There are two ways to prevent repetition among amicus briefs. First, counsel for the party may suggest areas for amicus support to potential amici at the outset, either individually or collectively, then keep track of which amicus plans to argue which points. If there appears to be potential for repetition, party counsel can alert other amici to that before the briefs have been drafted and encourage communication between the two overlapping amici. Second, if there is no way to avoid overlap, amici can consider joining forces on a brief.
Party counsel may have an idea of the different voices and concepts she would like to have presented by amici at the outset. This may mean that she will reach out to a constellation of amici and solicit support expressly to buttress particular policy points that could be better made by a group beyond the parties.
In the Patterson v. Domino's case, the International Franchise Association (IFA) (whose members include both franchisors and franchisees) and individual franchisees filed amicus briefs explaining how a rule of expanded liability would lead to unwelcome changes in the franchise relationship, and reduce franchisor advice and support for franchisees, which was an important part of the bargain for franchisees.
Ultimately, the Supreme Court, in a 4 to 3 opinion, agreed that summary judgment was properly granted in favor of Domino's, and clarified the scope and application of the "means and manner of control" test for franchisor vicarious liability.
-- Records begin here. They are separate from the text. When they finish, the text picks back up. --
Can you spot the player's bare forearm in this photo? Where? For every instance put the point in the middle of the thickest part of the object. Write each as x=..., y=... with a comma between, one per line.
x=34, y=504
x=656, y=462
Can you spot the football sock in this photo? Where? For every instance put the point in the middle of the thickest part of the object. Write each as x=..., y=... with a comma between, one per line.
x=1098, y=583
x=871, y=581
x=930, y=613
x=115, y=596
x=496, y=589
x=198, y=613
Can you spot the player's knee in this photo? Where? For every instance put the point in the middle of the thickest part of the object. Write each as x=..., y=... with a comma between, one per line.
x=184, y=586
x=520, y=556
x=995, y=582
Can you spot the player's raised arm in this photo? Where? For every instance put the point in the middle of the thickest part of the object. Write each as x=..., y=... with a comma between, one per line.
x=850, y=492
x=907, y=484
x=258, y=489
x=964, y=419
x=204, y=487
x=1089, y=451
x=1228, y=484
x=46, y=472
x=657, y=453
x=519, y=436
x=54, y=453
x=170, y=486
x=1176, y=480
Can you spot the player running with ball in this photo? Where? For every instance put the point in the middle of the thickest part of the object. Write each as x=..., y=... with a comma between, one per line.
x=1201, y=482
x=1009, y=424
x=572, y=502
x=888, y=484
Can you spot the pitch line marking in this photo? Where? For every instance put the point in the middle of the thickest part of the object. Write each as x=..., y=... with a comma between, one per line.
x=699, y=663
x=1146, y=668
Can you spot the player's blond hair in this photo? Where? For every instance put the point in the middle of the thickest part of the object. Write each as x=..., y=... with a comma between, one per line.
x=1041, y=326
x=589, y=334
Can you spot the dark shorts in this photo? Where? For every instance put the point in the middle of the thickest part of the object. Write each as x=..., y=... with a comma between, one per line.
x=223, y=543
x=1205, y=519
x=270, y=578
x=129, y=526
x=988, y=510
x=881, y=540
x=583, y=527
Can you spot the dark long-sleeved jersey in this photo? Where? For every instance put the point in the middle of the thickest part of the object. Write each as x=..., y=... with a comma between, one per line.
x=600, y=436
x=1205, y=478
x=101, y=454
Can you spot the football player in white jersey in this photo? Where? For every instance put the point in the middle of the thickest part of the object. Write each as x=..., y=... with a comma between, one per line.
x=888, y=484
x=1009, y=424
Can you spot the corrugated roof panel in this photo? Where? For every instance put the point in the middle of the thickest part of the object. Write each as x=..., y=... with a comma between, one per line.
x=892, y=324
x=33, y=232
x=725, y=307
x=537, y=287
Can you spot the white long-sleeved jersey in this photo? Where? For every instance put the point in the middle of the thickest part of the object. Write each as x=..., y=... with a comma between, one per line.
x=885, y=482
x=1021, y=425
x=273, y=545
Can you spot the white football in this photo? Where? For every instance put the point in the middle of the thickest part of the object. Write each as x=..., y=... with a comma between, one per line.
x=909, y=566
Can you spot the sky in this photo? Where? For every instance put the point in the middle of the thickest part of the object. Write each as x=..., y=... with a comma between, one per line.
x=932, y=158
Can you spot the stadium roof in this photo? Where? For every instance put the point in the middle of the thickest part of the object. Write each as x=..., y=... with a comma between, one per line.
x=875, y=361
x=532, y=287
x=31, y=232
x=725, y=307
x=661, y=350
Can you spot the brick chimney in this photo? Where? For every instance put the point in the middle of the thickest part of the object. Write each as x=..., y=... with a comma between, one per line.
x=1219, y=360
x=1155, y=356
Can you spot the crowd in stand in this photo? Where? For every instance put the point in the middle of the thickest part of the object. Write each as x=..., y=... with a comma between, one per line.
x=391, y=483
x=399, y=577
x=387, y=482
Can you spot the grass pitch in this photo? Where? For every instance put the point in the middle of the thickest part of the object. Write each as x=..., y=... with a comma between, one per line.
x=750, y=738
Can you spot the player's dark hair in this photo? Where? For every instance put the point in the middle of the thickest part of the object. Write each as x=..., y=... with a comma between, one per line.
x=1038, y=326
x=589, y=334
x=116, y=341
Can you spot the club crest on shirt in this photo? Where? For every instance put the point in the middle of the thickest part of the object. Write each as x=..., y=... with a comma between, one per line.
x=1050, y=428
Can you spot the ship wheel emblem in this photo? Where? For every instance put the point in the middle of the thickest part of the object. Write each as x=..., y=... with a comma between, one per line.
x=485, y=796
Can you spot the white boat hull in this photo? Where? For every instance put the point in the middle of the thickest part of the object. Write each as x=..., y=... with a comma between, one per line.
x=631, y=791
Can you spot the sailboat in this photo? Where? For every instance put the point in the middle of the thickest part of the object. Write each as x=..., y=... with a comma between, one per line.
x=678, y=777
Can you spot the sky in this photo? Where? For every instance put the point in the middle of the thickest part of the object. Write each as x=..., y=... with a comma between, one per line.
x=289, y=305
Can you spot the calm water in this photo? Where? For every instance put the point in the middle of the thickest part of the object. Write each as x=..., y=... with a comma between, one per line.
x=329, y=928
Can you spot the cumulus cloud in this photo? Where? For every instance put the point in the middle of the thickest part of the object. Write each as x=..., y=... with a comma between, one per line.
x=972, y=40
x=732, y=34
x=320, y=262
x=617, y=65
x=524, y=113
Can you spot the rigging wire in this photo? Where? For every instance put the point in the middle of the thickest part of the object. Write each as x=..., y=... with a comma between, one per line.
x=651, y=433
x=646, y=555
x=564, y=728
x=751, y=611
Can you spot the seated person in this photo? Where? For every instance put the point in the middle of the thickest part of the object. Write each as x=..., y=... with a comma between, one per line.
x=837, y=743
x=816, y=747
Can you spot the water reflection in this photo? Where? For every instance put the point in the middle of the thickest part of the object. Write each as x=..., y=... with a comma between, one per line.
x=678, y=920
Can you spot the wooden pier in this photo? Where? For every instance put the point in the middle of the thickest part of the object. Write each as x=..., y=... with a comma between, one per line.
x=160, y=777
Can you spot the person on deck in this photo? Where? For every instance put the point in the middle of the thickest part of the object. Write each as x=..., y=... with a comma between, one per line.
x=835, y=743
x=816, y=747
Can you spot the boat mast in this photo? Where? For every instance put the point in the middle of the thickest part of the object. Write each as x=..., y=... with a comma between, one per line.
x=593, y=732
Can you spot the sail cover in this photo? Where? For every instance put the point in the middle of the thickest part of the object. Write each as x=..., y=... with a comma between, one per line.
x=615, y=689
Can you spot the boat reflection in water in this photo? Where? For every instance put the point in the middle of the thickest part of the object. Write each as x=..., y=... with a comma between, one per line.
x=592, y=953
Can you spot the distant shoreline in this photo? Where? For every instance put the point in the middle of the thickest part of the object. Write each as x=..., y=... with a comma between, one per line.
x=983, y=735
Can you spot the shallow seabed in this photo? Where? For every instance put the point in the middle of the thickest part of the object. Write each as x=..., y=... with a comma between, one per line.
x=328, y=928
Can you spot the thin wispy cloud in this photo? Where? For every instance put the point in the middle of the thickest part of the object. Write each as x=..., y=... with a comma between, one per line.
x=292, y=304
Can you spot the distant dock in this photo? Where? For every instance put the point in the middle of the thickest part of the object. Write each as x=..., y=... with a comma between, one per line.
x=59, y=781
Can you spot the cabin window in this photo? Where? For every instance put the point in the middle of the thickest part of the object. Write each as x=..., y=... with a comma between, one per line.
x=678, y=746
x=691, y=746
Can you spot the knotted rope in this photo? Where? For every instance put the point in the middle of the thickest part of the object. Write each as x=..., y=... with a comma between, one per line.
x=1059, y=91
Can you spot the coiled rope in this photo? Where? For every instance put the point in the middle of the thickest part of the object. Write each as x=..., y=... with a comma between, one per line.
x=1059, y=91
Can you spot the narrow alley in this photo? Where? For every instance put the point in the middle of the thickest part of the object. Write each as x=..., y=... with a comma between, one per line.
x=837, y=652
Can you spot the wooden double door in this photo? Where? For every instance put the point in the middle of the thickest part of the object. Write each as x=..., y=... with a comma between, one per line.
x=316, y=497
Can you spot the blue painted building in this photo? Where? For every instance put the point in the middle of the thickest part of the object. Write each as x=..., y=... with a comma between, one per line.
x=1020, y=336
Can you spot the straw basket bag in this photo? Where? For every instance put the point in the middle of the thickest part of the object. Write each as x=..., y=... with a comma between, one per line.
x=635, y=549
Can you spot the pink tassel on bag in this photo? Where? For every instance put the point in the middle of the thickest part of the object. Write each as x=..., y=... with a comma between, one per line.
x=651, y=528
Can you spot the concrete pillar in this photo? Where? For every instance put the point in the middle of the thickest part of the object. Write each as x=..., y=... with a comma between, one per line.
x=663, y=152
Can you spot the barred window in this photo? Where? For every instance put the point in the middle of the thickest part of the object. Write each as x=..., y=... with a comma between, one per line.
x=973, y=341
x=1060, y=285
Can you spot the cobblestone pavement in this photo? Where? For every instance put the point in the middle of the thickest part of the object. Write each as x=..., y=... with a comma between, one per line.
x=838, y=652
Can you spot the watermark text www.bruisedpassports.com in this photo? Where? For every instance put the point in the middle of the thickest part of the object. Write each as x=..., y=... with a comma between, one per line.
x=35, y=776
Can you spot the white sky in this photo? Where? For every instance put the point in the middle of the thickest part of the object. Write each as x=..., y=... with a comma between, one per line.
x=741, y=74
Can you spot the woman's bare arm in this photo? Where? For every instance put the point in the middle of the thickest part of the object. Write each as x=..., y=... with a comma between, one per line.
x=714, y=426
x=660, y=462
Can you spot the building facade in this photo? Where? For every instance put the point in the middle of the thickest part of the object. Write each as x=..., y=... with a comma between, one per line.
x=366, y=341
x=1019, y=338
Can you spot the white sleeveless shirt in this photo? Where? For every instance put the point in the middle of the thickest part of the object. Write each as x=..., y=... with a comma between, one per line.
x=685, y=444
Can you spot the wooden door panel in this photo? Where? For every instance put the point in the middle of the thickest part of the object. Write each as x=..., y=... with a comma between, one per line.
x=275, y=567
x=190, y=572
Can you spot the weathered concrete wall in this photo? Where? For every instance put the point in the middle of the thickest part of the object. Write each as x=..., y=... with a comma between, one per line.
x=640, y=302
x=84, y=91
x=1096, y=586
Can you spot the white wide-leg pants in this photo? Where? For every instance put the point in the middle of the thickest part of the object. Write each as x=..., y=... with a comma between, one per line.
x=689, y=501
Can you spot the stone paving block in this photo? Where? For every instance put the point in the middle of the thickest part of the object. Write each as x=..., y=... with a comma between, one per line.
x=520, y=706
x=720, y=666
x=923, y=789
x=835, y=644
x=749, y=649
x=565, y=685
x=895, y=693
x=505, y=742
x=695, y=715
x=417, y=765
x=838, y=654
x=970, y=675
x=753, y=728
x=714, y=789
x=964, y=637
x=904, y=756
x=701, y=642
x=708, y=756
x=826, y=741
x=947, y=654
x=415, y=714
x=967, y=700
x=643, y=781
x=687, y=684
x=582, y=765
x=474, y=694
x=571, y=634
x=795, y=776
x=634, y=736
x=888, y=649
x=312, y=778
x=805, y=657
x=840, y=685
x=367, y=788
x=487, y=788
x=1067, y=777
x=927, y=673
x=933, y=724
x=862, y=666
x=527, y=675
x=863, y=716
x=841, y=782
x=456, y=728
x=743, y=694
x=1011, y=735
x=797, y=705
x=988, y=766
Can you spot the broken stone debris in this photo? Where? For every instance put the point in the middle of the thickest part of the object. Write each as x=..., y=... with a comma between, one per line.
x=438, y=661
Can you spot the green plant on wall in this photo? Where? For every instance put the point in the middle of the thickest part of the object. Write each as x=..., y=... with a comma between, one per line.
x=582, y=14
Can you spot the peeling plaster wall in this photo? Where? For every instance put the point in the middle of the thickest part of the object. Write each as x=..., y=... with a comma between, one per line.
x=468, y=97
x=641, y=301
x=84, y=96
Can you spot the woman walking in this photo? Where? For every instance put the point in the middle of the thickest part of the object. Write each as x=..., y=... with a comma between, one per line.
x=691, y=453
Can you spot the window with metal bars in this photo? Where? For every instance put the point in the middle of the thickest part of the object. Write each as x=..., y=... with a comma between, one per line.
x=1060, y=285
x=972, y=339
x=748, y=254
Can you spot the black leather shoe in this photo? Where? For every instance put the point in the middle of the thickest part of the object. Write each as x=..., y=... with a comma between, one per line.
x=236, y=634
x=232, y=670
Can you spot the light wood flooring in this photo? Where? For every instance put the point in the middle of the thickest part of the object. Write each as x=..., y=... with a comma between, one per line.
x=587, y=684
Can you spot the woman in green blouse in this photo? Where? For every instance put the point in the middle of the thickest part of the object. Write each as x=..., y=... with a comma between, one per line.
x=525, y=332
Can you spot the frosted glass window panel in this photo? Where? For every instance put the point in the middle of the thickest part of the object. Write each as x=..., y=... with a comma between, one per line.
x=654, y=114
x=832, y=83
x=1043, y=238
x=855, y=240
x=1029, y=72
The Court flatly rejected the contention that the existence of a comprehensive franchise operating system alone establishes the kind of relationship that can give rise to franchisor vicarious liability for the conduct of a franchisee's employee, concluding that "a contrary approach would turn business format franchising on its head." The amicus briefs from the IFA and franchisees lent important support to that reasoning.
Amicus briefs, carefully crafted and designed to intertwine but not overlap with either the party's brief or other amici, can fill in important aspects of the story on a case and help obtain discretionary review as well as a victory on the merits.